In our medical training, we are programmed to rely upon testing. Medical students and interns learn the ritual of “morning labs” on every hospitalized patient. Repeated checks of potassium and magnesium levels on every cardiac patient getting diuretics (remember those nursing calls at 2AM for K of 3.4?). Lots of X-rays, CTs, and MRIs. When in doubt (and medical trainees have lots of doubts), do more tests.
Academic specialists should also be sensitive to the burdens placed upon primary care clinicians. When academic specialists make a new universal screening recommendation, someone else (usually) has to fulfill it. This is the classic unfunded mandate. Primary care specialists are already inundated with hundreds of screening and other preventive measures they are encouraged to perform and interpret for large numbers of patients, in addition to managing their acute and chronic medical problems. Patients are also bringing them results from genetic tests, wearable device data, and whole-body scans the primary care doctor never asked for. Little wonder that there is so much burnout in the field. Academic specialists should therefore ensure that new broad screening recommendations imposed upon primary care clinicians and the public are fully warranted and evidence-based.
So, what am I going to do with Lp(a)? Based on my experience and review of the data so far, I will not be rushing to test all my patients for Lp(a). I will look forward to critically examining the clinical trial results of Lp(a) lowering drugs. Does this make me a bad doctor, or a sensible one? I will let the reader decide. What do you think?
Dr. Joseph Marine is an arrhythmia cardiologist who practices in Baltimore, Maryland.






This is a fantastic overview. One of the lowlights of a typical clinic day for me is a patient bringing in an elevated Lp(a) someone else ordered. Whatever happened to the maximum "Don't order a test unless you know what you're going to do with it"?

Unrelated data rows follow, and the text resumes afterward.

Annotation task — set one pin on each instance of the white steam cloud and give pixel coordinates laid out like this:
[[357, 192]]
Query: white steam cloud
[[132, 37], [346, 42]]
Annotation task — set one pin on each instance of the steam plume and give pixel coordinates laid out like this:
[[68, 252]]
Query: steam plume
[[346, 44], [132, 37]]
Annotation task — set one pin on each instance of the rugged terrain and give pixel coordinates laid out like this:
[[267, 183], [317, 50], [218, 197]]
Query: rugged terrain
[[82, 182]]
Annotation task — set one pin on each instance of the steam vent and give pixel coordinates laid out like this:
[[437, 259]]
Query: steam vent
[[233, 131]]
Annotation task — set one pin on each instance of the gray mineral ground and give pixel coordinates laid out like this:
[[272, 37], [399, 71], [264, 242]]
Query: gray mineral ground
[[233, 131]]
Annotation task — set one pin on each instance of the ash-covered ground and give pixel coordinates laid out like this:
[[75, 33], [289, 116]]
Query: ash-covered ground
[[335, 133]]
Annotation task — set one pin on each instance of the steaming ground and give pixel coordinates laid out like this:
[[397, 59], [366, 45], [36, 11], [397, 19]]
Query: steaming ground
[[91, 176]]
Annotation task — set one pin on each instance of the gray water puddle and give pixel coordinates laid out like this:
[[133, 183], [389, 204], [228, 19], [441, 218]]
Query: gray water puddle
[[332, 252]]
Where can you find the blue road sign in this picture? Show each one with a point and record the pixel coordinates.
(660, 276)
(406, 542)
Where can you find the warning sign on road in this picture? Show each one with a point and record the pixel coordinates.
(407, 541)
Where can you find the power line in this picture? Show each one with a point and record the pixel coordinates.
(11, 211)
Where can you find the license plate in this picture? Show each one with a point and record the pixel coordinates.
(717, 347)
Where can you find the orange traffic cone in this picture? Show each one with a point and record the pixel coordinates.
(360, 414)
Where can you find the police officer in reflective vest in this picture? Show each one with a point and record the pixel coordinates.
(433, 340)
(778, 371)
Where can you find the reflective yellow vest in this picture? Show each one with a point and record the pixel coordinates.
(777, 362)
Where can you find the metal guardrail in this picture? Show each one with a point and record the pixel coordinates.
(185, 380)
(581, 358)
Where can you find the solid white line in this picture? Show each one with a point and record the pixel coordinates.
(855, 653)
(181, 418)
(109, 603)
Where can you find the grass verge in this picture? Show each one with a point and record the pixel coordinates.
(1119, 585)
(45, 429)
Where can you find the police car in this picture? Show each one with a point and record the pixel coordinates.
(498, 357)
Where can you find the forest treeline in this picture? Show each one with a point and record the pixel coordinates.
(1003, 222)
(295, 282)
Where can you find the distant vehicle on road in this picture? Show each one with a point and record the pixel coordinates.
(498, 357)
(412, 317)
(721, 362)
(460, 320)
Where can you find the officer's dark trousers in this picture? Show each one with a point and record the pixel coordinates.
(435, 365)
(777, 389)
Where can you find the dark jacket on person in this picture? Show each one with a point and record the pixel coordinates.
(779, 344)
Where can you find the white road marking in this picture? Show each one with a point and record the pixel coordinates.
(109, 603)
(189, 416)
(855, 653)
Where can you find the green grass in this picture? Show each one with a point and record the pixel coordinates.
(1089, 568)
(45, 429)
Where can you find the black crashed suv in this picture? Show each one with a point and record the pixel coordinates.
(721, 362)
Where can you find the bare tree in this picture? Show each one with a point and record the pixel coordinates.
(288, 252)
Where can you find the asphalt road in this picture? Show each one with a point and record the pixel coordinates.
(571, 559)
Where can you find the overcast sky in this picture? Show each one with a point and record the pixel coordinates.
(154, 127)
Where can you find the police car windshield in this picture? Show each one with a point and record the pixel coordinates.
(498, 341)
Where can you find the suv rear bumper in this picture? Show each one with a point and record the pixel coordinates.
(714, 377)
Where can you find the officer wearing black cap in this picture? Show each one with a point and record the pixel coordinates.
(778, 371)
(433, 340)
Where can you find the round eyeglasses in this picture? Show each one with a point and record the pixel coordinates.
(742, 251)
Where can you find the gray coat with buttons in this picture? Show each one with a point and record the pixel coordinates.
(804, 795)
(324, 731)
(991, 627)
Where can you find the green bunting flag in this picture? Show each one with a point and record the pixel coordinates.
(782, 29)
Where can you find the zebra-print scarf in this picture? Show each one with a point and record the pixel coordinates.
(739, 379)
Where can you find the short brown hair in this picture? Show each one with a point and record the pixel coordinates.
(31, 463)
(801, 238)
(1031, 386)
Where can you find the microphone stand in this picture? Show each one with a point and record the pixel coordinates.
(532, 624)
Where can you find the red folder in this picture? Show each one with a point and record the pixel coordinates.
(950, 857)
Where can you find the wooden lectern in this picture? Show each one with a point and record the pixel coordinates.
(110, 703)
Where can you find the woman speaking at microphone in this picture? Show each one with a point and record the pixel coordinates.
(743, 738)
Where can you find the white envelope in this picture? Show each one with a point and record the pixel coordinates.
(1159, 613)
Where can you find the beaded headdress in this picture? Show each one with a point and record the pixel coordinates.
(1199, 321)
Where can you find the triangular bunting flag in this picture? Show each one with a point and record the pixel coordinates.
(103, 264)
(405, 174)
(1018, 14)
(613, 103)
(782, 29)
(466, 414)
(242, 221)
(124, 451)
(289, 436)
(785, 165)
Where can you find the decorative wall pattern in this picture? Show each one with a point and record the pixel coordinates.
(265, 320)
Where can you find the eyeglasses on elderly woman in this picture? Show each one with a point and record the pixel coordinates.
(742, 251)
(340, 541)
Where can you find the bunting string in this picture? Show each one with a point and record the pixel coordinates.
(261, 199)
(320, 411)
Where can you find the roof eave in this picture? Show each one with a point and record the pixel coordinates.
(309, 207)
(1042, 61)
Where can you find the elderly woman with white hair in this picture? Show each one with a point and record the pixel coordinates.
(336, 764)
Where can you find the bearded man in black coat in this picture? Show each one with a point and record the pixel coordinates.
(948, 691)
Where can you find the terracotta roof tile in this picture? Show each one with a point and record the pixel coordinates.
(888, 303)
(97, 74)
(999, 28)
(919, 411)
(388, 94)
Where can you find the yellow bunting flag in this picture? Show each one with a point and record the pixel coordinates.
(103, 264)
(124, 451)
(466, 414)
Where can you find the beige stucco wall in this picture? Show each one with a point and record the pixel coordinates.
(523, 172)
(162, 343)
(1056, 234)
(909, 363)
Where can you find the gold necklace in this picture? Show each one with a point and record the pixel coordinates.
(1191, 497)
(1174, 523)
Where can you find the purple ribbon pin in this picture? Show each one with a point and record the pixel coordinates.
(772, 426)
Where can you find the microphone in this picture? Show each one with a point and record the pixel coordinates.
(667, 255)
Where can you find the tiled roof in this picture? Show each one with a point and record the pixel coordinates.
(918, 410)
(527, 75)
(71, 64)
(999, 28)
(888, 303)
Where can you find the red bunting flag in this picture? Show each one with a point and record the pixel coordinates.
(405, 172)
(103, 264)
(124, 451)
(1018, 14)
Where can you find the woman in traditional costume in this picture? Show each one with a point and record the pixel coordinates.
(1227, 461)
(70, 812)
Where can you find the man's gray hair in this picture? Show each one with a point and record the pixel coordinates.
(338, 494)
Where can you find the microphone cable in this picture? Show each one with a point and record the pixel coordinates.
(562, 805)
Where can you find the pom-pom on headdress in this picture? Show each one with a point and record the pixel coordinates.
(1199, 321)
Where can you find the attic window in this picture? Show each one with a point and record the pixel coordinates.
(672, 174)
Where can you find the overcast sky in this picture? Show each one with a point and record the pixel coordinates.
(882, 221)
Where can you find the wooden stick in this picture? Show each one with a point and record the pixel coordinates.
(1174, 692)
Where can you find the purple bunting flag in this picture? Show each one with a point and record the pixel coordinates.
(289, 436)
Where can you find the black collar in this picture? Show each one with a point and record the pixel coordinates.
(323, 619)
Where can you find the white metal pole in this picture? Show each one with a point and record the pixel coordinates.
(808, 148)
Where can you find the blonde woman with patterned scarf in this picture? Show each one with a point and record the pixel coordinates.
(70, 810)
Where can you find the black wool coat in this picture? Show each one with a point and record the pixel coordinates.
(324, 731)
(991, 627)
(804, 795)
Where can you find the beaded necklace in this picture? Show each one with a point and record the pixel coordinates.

Thanks for the well reasoned commentary.
The suspicion that universal testing ( including first degree relatives!) is a ploy for future pharmaceutical sales is well founded. Seems Lp(a) testing should be confined to research settings until an effective treatment exists and it shows absolute clinical benefit that outweighs the risk and cost. A marginal improvement at enormous expense is worse than no treatment at all.